Nicht die kanadische Wildnis – aber fast…

Mit der kanadischen Wildnis können selbst die Naturwald-Reservate über der Kelheimer Donau nicht mithalten. Aber von einstigen Ferienabenteuern bei der kanadischen Holzfäller-Verwandtschaft träumt Daniel Meyer gar nicht: Der Forstwissenschaftler ist schon froh, die monotonen Fichtenforste seiner früheren Stelle gegen die Laubmischwälder an der Donau bei Kelheim und im Frauenforst eingetauscht zu haben. Als Revierleiter will er endlich selbst Wald gestalten.
Zuvor, als Geschäftsführer der Waldbesitzervereinigung in Landau, hat er anderen versucht nahezubringen, dass sie tunlichst ihre Bestände in stabile Mischwälder umbauen sollten. Mit – nun ja: begrenztem Erfolg; „viele sind einfach beratungsresistent…“ Jetzt kann und muss er selbst beweisen, dass Wald „made by Daniel Meyer“ fit ist für Wetter-Extreme und Klimawandel, alte und neue Schädlinge und sonstige Unbill.
Digital im Wald
Einerseits steht der gebürtige Odenwälder also ähnlich am Start wie sein Vorgänger Dieter Winterstein vor 30 Jahren. Andererseits hat sich die Arbeitsweise seither in vielem geändert. Digitaler ist sie vor allem geworden: Das „Revierbuch“, für die Generation Winterstein noch ein echtes Buch, wird jetzt weitgehend digital geführt. Die Bedeutung aber ist gleich geblieben: Es ist die Dokumentation dessen, was in einem Revier waldbaulich geplant und was umgesetzt worden ist.

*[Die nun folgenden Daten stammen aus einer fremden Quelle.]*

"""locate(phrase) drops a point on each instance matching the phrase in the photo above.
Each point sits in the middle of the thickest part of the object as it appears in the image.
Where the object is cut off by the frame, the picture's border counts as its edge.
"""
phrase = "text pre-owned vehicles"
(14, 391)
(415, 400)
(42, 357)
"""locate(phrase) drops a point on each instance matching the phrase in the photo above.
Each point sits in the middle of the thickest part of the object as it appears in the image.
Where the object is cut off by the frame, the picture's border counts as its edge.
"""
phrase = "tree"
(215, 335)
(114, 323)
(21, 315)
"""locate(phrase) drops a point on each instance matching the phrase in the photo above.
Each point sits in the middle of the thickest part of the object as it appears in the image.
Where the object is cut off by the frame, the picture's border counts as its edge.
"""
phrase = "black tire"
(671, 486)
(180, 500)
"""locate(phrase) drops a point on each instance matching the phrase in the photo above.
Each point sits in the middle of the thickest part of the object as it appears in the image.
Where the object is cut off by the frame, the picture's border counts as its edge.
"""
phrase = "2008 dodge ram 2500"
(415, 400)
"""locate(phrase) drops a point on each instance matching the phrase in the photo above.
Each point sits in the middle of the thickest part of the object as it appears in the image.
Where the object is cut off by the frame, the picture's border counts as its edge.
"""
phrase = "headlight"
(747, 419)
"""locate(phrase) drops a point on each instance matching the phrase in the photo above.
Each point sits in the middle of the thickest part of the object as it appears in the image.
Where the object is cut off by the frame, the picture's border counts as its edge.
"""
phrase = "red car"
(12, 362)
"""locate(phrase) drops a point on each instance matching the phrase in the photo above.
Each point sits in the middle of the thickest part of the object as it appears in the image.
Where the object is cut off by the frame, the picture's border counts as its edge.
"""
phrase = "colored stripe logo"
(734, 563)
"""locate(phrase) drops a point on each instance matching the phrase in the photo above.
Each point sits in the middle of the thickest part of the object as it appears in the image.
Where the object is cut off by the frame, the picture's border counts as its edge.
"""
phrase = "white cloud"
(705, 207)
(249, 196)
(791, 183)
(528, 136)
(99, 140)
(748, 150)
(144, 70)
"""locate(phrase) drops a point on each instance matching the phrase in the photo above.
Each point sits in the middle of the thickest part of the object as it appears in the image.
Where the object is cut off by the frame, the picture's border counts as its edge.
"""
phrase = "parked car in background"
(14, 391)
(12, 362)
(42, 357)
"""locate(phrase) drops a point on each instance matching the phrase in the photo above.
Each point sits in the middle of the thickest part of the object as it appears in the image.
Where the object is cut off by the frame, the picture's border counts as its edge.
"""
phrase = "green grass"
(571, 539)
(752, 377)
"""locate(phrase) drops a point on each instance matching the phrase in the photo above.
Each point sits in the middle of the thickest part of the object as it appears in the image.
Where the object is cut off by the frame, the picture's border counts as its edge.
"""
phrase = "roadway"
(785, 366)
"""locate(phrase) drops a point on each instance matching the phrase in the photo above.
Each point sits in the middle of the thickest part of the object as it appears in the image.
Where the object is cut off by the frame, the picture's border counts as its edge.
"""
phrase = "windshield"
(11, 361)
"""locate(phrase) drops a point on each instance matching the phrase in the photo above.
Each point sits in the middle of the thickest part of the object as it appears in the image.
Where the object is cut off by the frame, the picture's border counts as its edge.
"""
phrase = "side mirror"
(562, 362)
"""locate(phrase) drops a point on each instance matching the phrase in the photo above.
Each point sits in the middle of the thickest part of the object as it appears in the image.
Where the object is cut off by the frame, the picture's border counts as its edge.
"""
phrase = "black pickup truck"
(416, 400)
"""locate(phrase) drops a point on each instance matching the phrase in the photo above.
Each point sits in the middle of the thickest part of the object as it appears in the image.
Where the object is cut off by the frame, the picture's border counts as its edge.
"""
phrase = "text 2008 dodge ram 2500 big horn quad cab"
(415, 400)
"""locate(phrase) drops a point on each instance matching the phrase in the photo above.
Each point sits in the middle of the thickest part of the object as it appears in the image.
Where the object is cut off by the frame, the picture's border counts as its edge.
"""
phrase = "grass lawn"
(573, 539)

„Am wichtigsten ist, dass man draußen im Wald schaut, was läuft“.
Am Computer ist es einfacher und besser nutz- und teilbar, findet Meyer. Aber ob Buch oder Datei – „es ist nur ein Revierbuch. Am wichtigsten ist, dass man draußen im Wald schaut, was läuft“.
Jagd als Hobby
Als Revierleiter sieht er sich das Bindeglied zwischen der Forstbetriebs-Leitung und den Waldarbeitern und Forstunternehmen. Dass sich ein guter Teil seiner Arbeit schon auch im Büro abspielen wird, ist ihm klar – „,Forsthaus Falkenau’ ist natürlich ein Klischee, das so nicht stimmt.“ Am ehesten vielleicht noch in der Freizeit: Noch von Zuhause – also nahe Heidelberg – hat er die Jagd als Hobby mitgebracht. Und ursprünglich den Wunsch-Ausbildungsberuf Forstwirt; aber dann entschied er sich doch fürs Studium, an der TU in Weihenstephan.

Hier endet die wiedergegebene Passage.